EOTA With Or Without Mechanical Traction For Patients With Lumbar Spondylosis
Lumbar Spondylosis
About this trial
This is an interventional treatment trial for Lumbar Spondylosis focused on measuring Lumbar Spondylosis, EOTA, Mechanical traction
Eligibility Criteria
Inclusion Criteria:
- Mild to moderate level chronic low back pain with or without radiation of pain History of slow, insidious onset of pain from three months
On Physical examination:
- Limited ROMs of lumbar spine i.e. extension (< 20 degrees), flexion (< 40 degrees) or side flexion (< 15 degrees).
- Extension may be more limited than other movements.
- Pain during extension like standing and relieved by flexion like sitting.
- Pins and needles sensations (two out of over four should be there).
- Nature of pain-aching pain, feeling of heaviness in legs, intermittent burning or numbness.
- No neurological deficits.
- Diagnosis confirmed by X-Ray /MRI showing signs of degeneration.
Exclusion Criteria:
- Fractures
- Evidence of central nervous system involvement, including symptoms of cauda equina syndrome (i-e loss of bowl or bladder control) in the physical examination
- Recent (within the past 2 weeks) LBP
- Pregnancy
- Malignancy
- Spondylolisthesis
- Mechanical strain
- Previous back surgery
- Other red flags (contraindications to surgery)
Sites / Locations
- Women Institute of Rehabilitation Sciences
Arms of the Study
Arm 1
Arm 2
Active Comparator
Experimental
Extension Oriented Treatment Approach
EOTA+ Mechanical Traction
The EOTA intervention involves three components. The first component is a series of active extension- oriented exercises: Prone lying: Able to tolerate for 5 minutes, no pillow Prone lying on elbows: Able to tolerate for 5 minutes Prone press up exercise: 3 sets of 10 repetitions, move to end-range extension Repeated extension in standing: 3 sets of 10 repetitions, move to end-range extension. The second component of the EOTA is subject education. Subjects are being educated to maintain the natural lordosis of the lumbar spine while sitting, and are being instructed to avoid prolonged sitting for greater than 20-30 minutes whenever possible. The third component of the EOTA is mobilization of the lumbar spine to promote lumbar extension.The mobilization component consist of a series of up to 20 graded oscillatory mobilizations performed with the subject prone by using a grade I - IV mobilization force as described by Maitland.

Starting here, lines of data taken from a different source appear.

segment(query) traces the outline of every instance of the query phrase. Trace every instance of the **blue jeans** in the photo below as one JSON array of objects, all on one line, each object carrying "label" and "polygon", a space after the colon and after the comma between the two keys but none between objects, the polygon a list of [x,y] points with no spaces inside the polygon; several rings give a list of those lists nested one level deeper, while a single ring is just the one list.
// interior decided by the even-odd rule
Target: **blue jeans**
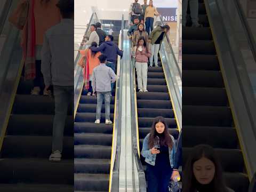
[{"label": "blue jeans", "polygon": [[149,35],[150,31],[153,30],[154,19],[154,18],[146,18],[146,31],[148,33],[148,35]]},{"label": "blue jeans", "polygon": [[110,91],[105,92],[97,92],[97,108],[96,110],[96,119],[100,119],[101,107],[103,99],[105,103],[105,119],[110,120],[111,93]]},{"label": "blue jeans", "polygon": [[[112,69],[115,73],[116,73],[116,63],[110,63],[109,62],[107,62],[106,65]],[[111,83],[111,92],[113,93],[113,89],[114,89],[114,84],[115,83]]]},{"label": "blue jeans", "polygon": [[72,110],[74,110],[74,86],[53,85],[53,93],[55,115],[52,131],[52,152],[58,150],[61,153],[64,128],[69,103],[71,105]]}]

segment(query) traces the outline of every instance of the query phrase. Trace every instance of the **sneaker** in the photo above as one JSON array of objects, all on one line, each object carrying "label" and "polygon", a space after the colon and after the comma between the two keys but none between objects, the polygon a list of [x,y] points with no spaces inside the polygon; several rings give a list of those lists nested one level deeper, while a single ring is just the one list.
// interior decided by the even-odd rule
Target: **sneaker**
[{"label": "sneaker", "polygon": [[112,124],[113,123],[112,123],[112,122],[110,120],[106,119],[105,123],[106,124]]},{"label": "sneaker", "polygon": [[31,94],[34,95],[38,95],[40,93],[40,91],[41,89],[39,87],[35,87],[31,91]]},{"label": "sneaker", "polygon": [[52,92],[51,90],[44,90],[44,95],[45,96],[49,96],[51,97],[52,96]]},{"label": "sneaker", "polygon": [[100,124],[100,120],[98,119],[96,119],[96,121],[94,122],[95,124]]},{"label": "sneaker", "polygon": [[61,160],[61,153],[58,150],[52,153],[49,157],[49,161],[53,162],[59,162]]}]

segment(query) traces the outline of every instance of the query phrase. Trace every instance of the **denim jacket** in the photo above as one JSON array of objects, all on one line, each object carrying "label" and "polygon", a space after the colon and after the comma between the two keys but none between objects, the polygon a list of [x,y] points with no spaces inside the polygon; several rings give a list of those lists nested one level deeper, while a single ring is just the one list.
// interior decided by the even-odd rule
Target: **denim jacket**
[{"label": "denim jacket", "polygon": [[[149,139],[150,133],[148,134],[146,136],[144,140],[143,141],[143,147],[142,150],[141,151],[141,154],[145,159],[145,162],[148,163],[149,164],[155,166],[155,163],[156,162],[156,154],[151,154],[148,146],[148,140]],[[171,167],[173,167],[174,165],[174,159],[175,159],[175,141],[173,137],[171,135],[172,140],[173,142],[173,147],[172,149],[169,148],[169,158],[170,158],[170,163],[171,164]]]}]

Subjects in the EOTA + traction group receive the EOTA components described above with Mechanical lumbar traction. Intermittent traction being applied (30-sec hold, 10-sec rest) for 15 minutes. Traction started with 25% of the patients' body weight and increased until the patient indicated that the tolerance for pulling was reached, with a maximum of 50% of the total body weight. 2 sessions being given per week for 3 weeks.